中途半端な欲しか持っていない連中ばっかり相手にしているから、あんな醜い姿にしかなれねぇんだ。見ろ、俺様のこの美しい炎! 分かるか!?」
「・・分からない、分かりたくもないし」
「は、相変わらずつまんねぇ奴」
赤い狼はクルンと回って空中に消えた。
ナーガはまだ炎の熱をおびる空中を、じっと見据えていた。
彼の言った事は本当だ。蒼の長なんて貧乏クジもいい所なんだろう。だけれど……
「欲の呪縛が解けたのは、僕の功(こう)じゃない」
自分がやった事は、『欲望に拍車をかける呪い』を撒き散らしていた、蜥蜴の形をした魔性を退治しただけ。その欲望は、元々その者の身の内にあったモノだ。呪いが止んでも、以前の道に戻れるかどうかは本人次第なのだ。蒼の長にそこまでの手出しは出来ない。

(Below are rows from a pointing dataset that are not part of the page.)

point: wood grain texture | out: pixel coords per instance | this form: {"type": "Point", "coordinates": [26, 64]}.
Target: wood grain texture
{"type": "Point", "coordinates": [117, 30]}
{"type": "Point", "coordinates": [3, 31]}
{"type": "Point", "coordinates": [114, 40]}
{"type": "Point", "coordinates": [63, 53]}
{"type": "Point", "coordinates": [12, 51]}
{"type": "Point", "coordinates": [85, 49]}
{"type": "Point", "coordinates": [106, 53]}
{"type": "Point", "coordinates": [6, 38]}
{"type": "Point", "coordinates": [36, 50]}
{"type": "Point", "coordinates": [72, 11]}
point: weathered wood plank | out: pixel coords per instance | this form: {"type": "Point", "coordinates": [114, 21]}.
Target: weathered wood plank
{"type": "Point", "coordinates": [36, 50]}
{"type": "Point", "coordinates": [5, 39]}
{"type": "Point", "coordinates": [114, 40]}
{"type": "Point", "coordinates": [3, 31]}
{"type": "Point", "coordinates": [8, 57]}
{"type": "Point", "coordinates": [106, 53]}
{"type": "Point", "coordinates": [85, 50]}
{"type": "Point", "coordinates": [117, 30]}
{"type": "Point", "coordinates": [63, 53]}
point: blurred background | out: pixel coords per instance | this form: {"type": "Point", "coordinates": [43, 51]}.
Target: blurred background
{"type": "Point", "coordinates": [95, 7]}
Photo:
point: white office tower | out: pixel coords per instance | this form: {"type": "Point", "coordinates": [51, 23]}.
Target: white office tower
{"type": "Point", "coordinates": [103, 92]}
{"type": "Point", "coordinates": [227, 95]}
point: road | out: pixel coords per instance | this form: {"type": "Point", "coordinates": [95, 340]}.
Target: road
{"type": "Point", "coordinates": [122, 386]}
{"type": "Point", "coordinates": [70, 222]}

道を一気に照らし出し、皆の顔をそちらへ向けたのは……
「フウヤ・・」
背中をやられて体力を削られ、一旦引くかと迷った刹那があった。その時、蜥蜴達に急激な変化が起こった。あんなに堅く厄介だったウロコが崩れ、目や爪と共にボロボロと剥がれ落ちたのだ。
そう、蜥蜴を肥やしていた大勢の欲の力が失せた瞬間だった。
「あの子に助けられるのは二度目だな、本人は知る由もなかろうが」
ナーガは昇る朝陽に影を縮めて行く山腹の集落を見た。
蜥蜴の呪いは、放っておけばこの辺り一帯を滅びに向かわせただろう。それを防いだのはフウヤばかりではない。彼を大切に育んでくれた三峰の民がいてこそだった。
ナーガは静かに頭を下げた。
「八年前に貴方がこの辺りの集落を回った事は、決して無駄ではなかった。すべての事に意味がある……・・でしたよね、カワセミ長」
(ログインが必要です)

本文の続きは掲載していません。